May 8, 2018 / 3:16 PM / 4 months ago

Intesa Sanpaolo sticks to higher profit pledge after best first quarter since 2008

MILAN (Reuters) - Italy’s top retail bank Intesa Sanpaolo (ISP.MI) stuck to its pledge for better full-year results after posting its best first-quarter profit since 2008 and beating forecasts.

FILE PHOTO: The Intesa Sanpaolo logo is seen in Milan, Italy, in this January 18, 2016. REUTERS/Stefano Rellandini/File Photo

Profits in the first three months of the year rose 39 percent to 1.252 billion euros (1.1 billion pounds), lifted by fees and net interest income. That was well above a consensus forecast from four analysts of 872 million euros.

“We are well on track to deliver higher 2018 net income and so a very generous cash dividend,” CEO Carlo Messina said in a conference call.

The bank confirmed it would be paying 85 percent of profit in dividends this year and said its net income would be higher than last year’s 3.8 billion euros.

In recent years Intesa has switched from traditional lending activity to a business increasingly based on fees earned through asset management and insurance.

Messina said he expected a very positive trend in asset management this year.

“This is a business of scale and we want to be a leader. We are still looking for a possible partner,” Messina said.

In February the lender said it was seeking a partnership with a global player in asset management this year, with the aim of keeping majority ownership of the business.

Messina, who has been in charge of Intesa since 2013, also struck a positive note on asset quality.

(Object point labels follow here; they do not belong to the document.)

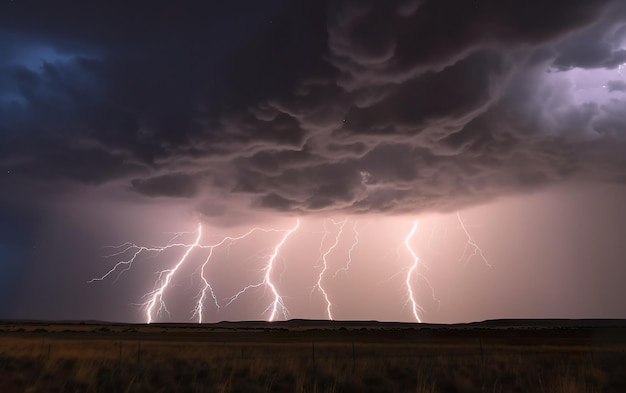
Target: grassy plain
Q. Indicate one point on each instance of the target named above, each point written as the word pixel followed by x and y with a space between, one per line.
pixel 305 356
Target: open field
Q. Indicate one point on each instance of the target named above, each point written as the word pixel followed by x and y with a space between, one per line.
pixel 314 356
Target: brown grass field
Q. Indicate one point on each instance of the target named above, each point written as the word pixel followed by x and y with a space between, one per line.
pixel 314 356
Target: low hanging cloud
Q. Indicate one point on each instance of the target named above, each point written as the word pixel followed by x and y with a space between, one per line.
pixel 378 106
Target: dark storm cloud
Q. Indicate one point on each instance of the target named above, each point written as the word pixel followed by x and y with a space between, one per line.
pixel 616 85
pixel 359 106
pixel 172 185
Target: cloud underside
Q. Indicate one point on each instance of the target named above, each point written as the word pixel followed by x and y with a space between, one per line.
pixel 397 106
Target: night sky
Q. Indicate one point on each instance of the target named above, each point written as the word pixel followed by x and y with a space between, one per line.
pixel 491 124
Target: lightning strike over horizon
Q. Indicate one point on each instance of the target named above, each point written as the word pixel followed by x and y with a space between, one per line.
pixel 477 251
pixel 320 277
pixel 169 273
pixel 277 303
pixel 203 255
pixel 415 308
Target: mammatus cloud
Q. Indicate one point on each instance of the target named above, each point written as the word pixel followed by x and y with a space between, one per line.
pixel 400 106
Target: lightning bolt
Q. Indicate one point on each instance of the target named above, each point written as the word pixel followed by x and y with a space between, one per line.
pixel 206 286
pixel 278 303
pixel 320 277
pixel 157 294
pixel 352 247
pixel 470 243
pixel 415 308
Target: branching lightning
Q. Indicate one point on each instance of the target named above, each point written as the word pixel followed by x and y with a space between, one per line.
pixel 475 249
pixel 277 304
pixel 350 251
pixel 157 294
pixel 415 308
pixel 320 277
pixel 202 255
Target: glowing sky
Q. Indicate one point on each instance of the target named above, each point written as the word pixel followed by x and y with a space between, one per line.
pixel 128 124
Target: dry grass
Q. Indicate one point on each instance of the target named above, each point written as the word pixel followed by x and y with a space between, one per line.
pixel 31 362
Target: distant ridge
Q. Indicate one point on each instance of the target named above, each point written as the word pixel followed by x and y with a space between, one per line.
pixel 337 324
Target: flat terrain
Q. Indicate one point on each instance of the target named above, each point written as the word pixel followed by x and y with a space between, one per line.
pixel 314 356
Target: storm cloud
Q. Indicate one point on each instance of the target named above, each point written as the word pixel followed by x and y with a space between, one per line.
pixel 378 106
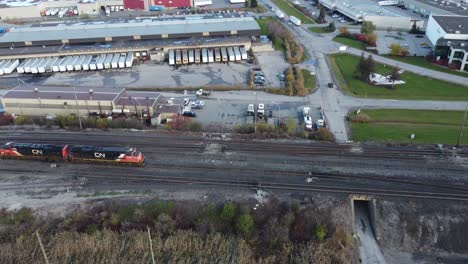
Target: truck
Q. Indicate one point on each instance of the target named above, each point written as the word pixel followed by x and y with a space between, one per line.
pixel 237 53
pixel 296 21
pixel 115 61
pixel 210 55
pixel 171 57
pixel 108 61
pixel 123 56
pixel 217 55
pixel 205 55
pixel 224 55
pixel 191 56
pixel 279 14
pixel 129 60
pixel 100 61
pixel 156 8
pixel 197 56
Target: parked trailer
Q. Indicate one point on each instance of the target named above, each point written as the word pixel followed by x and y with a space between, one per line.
pixel 184 57
pixel 92 63
pixel 210 55
pixel 243 53
pixel 63 65
pixel 100 61
pixel 224 55
pixel 217 55
pixel 115 61
pixel 191 57
pixel 129 60
pixel 205 55
pixel 122 60
pixel 178 57
pixel 79 62
pixel 11 67
pixel 197 56
pixel 71 63
pixel 108 61
pixel 86 62
pixel 41 68
pixel 232 56
pixel 27 68
pixel 56 66
pixel 237 53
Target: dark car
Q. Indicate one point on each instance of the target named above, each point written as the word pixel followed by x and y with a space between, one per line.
pixel 190 114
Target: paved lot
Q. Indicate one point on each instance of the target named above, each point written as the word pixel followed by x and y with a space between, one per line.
pixel 272 64
pixel 151 74
pixel 414 44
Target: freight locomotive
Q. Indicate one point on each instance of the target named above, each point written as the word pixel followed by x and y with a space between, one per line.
pixel 72 153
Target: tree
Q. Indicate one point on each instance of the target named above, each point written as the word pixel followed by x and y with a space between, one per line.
pixel 367 27
pixel 321 18
pixel 395 75
pixel 331 27
pixel 245 224
pixel 228 212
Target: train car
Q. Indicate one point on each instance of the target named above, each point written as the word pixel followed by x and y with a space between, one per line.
pixel 119 155
pixel 33 151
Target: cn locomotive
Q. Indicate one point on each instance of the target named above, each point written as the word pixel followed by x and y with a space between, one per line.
pixel 72 153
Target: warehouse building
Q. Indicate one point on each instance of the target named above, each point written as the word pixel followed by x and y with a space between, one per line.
pixel 367 10
pixel 449 37
pixel 43 101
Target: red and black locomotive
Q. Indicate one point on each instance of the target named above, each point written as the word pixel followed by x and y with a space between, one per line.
pixel 72 153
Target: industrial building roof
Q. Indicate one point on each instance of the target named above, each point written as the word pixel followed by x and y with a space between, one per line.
pixel 136 27
pixel 46 93
pixel 453 24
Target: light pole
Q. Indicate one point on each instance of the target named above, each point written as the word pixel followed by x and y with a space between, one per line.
pixel 462 126
pixel 77 110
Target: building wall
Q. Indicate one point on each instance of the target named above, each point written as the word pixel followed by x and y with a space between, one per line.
pixel 434 31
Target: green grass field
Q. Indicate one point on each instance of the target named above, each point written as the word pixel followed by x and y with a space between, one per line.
pixel 417 87
pixel 396 125
pixel 292 11
pixel 320 30
pixel 422 62
pixel 349 42
pixel 309 80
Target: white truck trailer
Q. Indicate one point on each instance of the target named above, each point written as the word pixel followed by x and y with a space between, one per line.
pixel 115 61
pixel 197 56
pixel 122 58
pixel 129 60
pixel 191 56
pixel 210 56
pixel 108 61
pixel 224 55
pixel 205 55
pixel 100 61
pixel 86 62
pixel 296 21
pixel 237 53
pixel 171 57
pixel 217 55
pixel 232 56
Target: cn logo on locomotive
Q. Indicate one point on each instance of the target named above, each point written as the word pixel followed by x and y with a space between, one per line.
pixel 36 151
pixel 99 155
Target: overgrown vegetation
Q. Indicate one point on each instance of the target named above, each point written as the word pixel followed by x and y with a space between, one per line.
pixel 276 232
pixel 417 87
pixel 397 125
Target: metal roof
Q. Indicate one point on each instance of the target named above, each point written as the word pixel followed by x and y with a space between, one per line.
pixel 142 27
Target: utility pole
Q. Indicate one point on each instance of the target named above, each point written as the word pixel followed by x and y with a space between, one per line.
pixel 151 245
pixel 462 126
pixel 77 110
pixel 42 247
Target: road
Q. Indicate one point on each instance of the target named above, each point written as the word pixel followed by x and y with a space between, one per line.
pixel 283 166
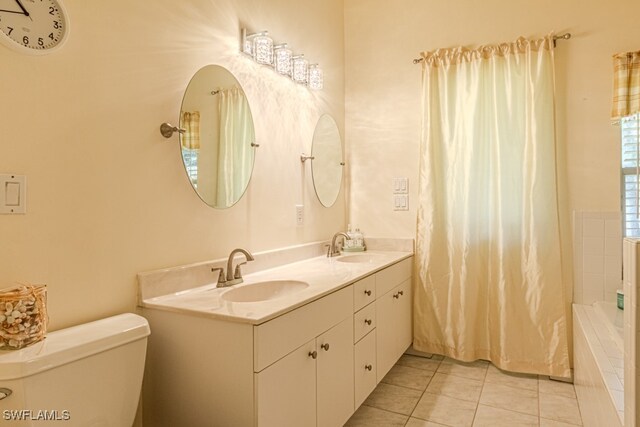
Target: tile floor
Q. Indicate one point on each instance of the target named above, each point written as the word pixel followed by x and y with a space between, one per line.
pixel 437 391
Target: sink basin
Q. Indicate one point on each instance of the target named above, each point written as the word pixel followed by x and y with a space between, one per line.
pixel 360 258
pixel 264 291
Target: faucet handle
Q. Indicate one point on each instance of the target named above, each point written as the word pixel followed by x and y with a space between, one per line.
pixel 238 274
pixel 221 279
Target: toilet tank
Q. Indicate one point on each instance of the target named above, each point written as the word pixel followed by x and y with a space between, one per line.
pixel 88 375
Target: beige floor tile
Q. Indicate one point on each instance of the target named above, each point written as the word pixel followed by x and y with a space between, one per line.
pixel 393 398
pixel 497 376
pixel 487 416
pixel 405 376
pixel 510 398
pixel 419 362
pixel 445 410
pixel 415 422
pixel 457 387
pixel 473 370
pixel 559 388
pixel 559 408
pixel 551 423
pixel 367 416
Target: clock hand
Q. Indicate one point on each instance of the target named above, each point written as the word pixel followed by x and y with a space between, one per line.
pixel 23 9
pixel 12 11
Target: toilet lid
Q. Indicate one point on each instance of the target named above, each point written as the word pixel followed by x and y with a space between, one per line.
pixel 67 345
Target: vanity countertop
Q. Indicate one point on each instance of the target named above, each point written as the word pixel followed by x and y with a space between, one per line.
pixel 324 276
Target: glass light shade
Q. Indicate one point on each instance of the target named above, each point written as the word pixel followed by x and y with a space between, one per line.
pixel 316 77
pixel 282 59
pixel 300 69
pixel 263 49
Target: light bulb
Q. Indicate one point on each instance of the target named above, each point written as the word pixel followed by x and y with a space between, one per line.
pixel 282 59
pixel 300 69
pixel 263 48
pixel 316 77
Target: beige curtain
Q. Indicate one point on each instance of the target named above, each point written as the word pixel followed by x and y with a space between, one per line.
pixel 488 242
pixel 626 84
pixel 235 154
pixel 190 122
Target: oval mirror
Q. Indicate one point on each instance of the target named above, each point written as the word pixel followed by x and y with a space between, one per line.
pixel 219 139
pixel 327 164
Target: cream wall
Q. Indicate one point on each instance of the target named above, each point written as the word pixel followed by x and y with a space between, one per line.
pixel 107 194
pixel 383 92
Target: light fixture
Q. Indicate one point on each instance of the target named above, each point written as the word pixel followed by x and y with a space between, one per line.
pixel 263 49
pixel 316 77
pixel 300 69
pixel 280 57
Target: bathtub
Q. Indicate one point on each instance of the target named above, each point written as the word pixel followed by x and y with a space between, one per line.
pixel 598 360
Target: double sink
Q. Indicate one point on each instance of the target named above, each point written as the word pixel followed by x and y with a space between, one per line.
pixel 274 289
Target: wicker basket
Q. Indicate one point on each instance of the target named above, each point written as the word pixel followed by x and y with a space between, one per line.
pixel 23 316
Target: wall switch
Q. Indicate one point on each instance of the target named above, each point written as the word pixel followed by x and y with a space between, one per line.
pixel 401 202
pixel 13 194
pixel 299 214
pixel 400 185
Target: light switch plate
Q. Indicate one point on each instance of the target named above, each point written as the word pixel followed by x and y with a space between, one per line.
pixel 299 214
pixel 400 185
pixel 401 202
pixel 13 194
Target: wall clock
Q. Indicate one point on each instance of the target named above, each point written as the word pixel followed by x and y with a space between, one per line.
pixel 33 26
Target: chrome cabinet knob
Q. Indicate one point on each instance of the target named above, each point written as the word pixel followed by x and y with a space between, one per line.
pixel 4 393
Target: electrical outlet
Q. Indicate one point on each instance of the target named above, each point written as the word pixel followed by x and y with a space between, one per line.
pixel 299 214
pixel 401 202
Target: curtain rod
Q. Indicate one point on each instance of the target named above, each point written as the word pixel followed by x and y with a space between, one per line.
pixel 565 36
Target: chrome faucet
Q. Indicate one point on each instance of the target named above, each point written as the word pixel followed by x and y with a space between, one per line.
pixel 233 277
pixel 333 248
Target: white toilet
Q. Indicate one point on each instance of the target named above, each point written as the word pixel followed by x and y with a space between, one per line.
pixel 89 375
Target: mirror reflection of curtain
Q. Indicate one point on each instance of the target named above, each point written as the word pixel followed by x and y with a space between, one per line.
pixel 488 238
pixel 190 122
pixel 235 153
pixel 190 141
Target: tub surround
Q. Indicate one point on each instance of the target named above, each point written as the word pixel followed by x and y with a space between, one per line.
pixel 598 360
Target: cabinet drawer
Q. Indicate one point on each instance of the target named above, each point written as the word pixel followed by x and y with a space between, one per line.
pixel 364 322
pixel 365 368
pixel 364 292
pixel 392 276
pixel 274 339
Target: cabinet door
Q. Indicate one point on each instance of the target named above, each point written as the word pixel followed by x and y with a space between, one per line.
pixel 404 318
pixel 385 334
pixel 335 375
pixel 393 312
pixel 365 368
pixel 286 390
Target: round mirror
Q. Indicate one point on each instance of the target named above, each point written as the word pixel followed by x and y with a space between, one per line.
pixel 327 164
pixel 218 141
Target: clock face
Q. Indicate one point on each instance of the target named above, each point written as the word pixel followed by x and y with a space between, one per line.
pixel 33 26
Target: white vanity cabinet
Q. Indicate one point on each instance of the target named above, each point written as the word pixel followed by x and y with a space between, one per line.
pixel 393 310
pixel 382 325
pixel 313 365
pixel 313 384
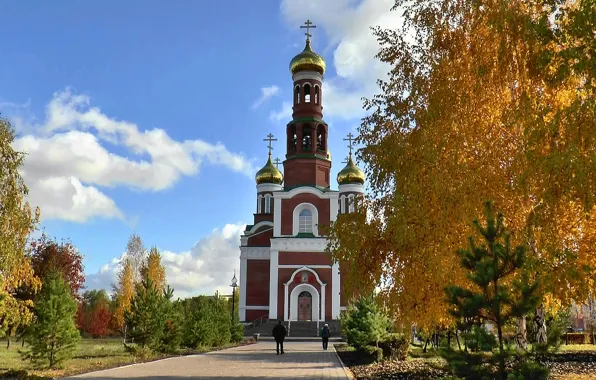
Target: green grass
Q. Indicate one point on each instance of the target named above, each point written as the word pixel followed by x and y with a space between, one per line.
pixel 92 355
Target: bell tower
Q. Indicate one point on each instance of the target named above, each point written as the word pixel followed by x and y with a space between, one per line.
pixel 308 162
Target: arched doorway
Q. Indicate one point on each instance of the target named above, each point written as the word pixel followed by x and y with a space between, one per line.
pixel 304 306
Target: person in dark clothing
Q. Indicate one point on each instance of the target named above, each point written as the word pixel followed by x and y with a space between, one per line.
pixel 279 333
pixel 325 334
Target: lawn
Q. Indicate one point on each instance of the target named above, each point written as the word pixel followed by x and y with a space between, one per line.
pixel 572 362
pixel 92 355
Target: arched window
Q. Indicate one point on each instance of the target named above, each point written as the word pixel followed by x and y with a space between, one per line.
pixel 321 137
pixel 306 138
pixel 305 221
pixel 307 93
pixel 297 95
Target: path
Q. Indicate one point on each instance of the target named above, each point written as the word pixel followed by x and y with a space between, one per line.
pixel 302 360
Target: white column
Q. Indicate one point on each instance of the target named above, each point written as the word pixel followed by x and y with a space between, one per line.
pixel 286 304
pixel 273 272
pixel 323 291
pixel 276 217
pixel 335 289
pixel 242 306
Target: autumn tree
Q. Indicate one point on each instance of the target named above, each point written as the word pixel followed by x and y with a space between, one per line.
pixel 124 291
pixel 136 253
pixel 17 221
pixel 154 270
pixel 490 99
pixel 49 257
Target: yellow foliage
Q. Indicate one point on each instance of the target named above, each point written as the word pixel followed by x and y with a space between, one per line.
pixel 472 111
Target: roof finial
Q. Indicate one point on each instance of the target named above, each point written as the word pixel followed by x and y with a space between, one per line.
pixel 277 161
pixel 307 25
pixel 350 141
pixel 270 138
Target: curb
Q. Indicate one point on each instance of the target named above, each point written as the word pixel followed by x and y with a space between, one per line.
pixel 347 370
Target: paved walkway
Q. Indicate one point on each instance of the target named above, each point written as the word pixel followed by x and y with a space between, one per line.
pixel 302 360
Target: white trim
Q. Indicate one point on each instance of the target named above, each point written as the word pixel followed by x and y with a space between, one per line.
pixel 254 228
pixel 299 244
pixel 301 269
pixel 243 274
pixel 268 187
pixel 351 188
pixel 294 301
pixel 351 205
pixel 336 289
pixel 307 190
pixel 296 218
pixel 273 283
pixel 276 216
pixel 255 253
pixel 312 75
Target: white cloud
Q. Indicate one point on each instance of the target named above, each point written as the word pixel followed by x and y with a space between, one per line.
pixel 266 93
pixel 284 114
pixel 66 160
pixel 346 24
pixel 208 266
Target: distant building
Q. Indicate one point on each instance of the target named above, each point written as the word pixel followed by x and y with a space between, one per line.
pixel 284 270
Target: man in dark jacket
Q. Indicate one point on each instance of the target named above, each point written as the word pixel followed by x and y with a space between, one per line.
pixel 325 334
pixel 279 333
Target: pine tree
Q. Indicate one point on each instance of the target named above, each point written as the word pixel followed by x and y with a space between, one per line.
pixel 145 319
pixel 364 323
pixel 499 292
pixel 53 336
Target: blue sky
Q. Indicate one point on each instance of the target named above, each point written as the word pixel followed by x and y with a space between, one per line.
pixel 150 117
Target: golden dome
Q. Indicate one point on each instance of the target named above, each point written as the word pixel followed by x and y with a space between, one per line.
pixel 269 174
pixel 350 174
pixel 308 60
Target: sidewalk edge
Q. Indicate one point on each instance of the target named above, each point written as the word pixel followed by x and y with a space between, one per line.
pixel 347 371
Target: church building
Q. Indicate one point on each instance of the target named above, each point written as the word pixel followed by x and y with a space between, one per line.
pixel 285 272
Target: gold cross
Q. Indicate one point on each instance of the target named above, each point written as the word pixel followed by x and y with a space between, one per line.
pixel 270 138
pixel 309 25
pixel 350 140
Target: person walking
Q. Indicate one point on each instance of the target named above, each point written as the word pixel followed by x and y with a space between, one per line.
pixel 279 334
pixel 325 334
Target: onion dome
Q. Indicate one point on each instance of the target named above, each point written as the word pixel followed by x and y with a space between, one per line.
pixel 269 174
pixel 308 60
pixel 350 174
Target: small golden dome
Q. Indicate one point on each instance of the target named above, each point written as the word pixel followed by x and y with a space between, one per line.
pixel 269 174
pixel 350 174
pixel 308 60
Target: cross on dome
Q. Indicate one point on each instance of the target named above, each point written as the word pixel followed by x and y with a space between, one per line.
pixel 270 138
pixel 350 141
pixel 277 161
pixel 307 25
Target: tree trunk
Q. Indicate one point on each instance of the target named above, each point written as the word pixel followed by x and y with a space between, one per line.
pixel 521 339
pixel 540 324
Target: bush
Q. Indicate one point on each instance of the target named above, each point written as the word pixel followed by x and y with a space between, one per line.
pixel 364 323
pixel 529 371
pixel 395 347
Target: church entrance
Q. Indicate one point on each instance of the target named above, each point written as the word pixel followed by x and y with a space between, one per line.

Intesa, Europe’s third-strongest bank in terms of capital ratios with a CET1 of 13.4 percent, said bad loan flows in the first quarter were the bank’s lowest ever in a first quarter.

“This year we expect a significant reduction in (bad loan) provisioning and an increase in recoveries,” Messina said.

In April Intesa approved a plan by Swedish debt collector Intrum Justitia INTR.ST to buy 51 percent of a company made up of its debt recovery business and Intrum’s Italy operations.

Asked if the venture with Intrum could target buying the bad debt of other Italian banks, Messina said the aim was to be the leading servicing unit in Italy and not to buy sour loans.

While many Italian banks trade at a discount on fears they may have to raise capital to shed bad debts, Intesa enjoys healthier multiples thanks to its capital strength.

In the first quarter gross non-performing loans at the bank amounted to 11.7 percent of overall loans, or 9.5 percent including the bad loan disposal agreement signed with Intrum.

“A solid set of numbers (and we) expect a mildly positive reaction,” said broker Jefferies.

At 1443 GMT Intesa shares were down 0.9 percent compared with a 2.3 percent fall in the Italian banking index .FTIT8300.